Concrètement, plus le nombre de salariés qui s’inscrivent à Pôle emploi après avoir travaillé pour une entreprise sera important par rapport à son effectif, plus cette dernière paiera de cotisations patronales à l’assurance chômage. « À l’inverse, plus elle fera d’efforts pour réduire ce nombre, moins elle paiera de cotisations », explique Muriel Pénicaud. « Ainsi, les employeurs seront fortement incités à proposer davantage de CDI et à rallonger la durée des CDD », ajoute-t-elle.
À noter qu’en 2020, les CDD d’usage (CDDU) feront l’objet d’une taxation forfaitaire de 10 euros, pour pousser les organisations qui en abusent à « proposer des contrats d’une semaine ou d’un mois plutôt que de quelques heures chaque jour ».
« À travail égal, allocation égale «
Le gouvernement prévoit aussi de « transformer les règles d’indemnisation », afin d’inciter les demandeurs d’emploi eux-mêmes à « retourner vers un emploi stable ». Selon Muriel Pénicaud, il ne devrait ainsi plus être possible de « gagner davantage au chômage qu’en travaillant, comme c’est le cas actuellement pour plusieurs centaines de milliers de personnes ».
Les règles d’indemnisation seront revues de façon à ce qu’il ne soit plus possible d’avoir une allocation chômage qui soit supérieure à la moyenne des revenus du travail. D’ici le 1er avril 2020, elles seront calculées sur le revenu mensuel moyen du travail, et non plus sur les seuls jours travaillés. « Elles obéiront ainsi à un principe simple, clair et équitable : à travail égal, allocation égale ». Si elles ne pourront plus dépasser le montant du salaire net mensuel moyen, les indemnités ne pourront en revanche jamais être inférieures à 65 % du salaire net mensuel moyen.
Un accès à l’assurance chômage à partir de 6 mois de travail sur les 24 derniers mois
Au 1er novembre 2019, pour ouvrir des droits à l’assurance chômage, il faudra aussi travailler davantage. « Que l’on soit salarié ou demandeur d’emploi en situation de cumul emploi-chômage, il faudra ainsi demain avoir travaillé 6 mois sur les 24 derniers mois pour ouvrir un nouveau droit à l’assurance chômage », note Muriel Pénicaud.
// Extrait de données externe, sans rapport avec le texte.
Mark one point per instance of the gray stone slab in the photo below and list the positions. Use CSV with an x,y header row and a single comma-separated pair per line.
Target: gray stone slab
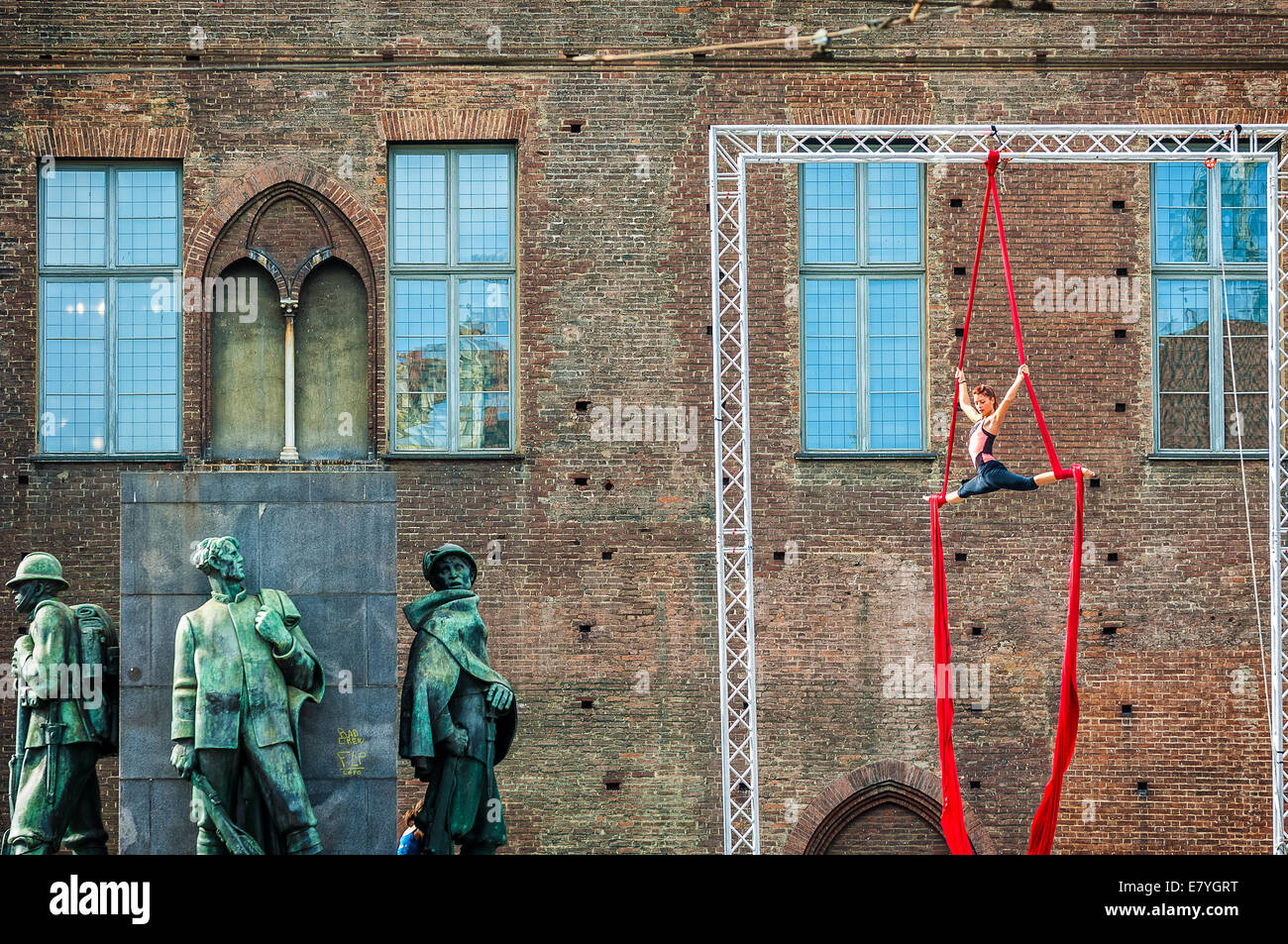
x,y
158,541
136,635
353,485
327,729
146,733
166,612
134,833
329,549
382,639
382,828
340,622
329,541
233,488
172,828
340,807
158,487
Actuellement, pour accéder à l’assurance chômage, il faut avoir travaillé au minimum 4 mois sur les 28 derniers mois.
La dégressivité pour les plus hauts salaires
Le gouvernement a aussi confirmé la mise en place, d’ici avril 2019, d’une dégressivité de l’allocation chômage pour les plus hauts salaires. « Les modalités d’indemnisation tiendront désormais compte du niveau de revenu. Les salariés qui avaient un revenu du travail supérieur à 4500 euros bruts par mois verront leur indemnisation réduite, au début du 7ème mois d’indemnisation, de 30 % – avec un plancher fixé à 2261 euros nets, sous lequel l’allocation ne pourra jamais baisser », explique la ministre du Travail. À noter que les travailleurs âgés de 57 ans ou plus ne seront pas concernés par cette mesure.
Des droits pour les salariés démissionnaires et les indépendants
La réforme de l’assurance chômage ouvre aussi de nouveaux droits aux travailleurs – à commencer par les salariés démissionnaires. Au 1er novembre 2019, ceux-ci auront ainsi accès aux mêmes indemnisations que les autres demandeurs d’emploi… mais à condition d’avoir au moins 5 ans d’ancienneté dans leur entreprise, et de l’avoir quittée pour « réaliser un projet professionnel ». Plus généralement, tous les salariés démissionnaires bénéficieront gratuitement d’un « conseil en évolution professionnelle » (CEP), à partir du 1er janvier 2020.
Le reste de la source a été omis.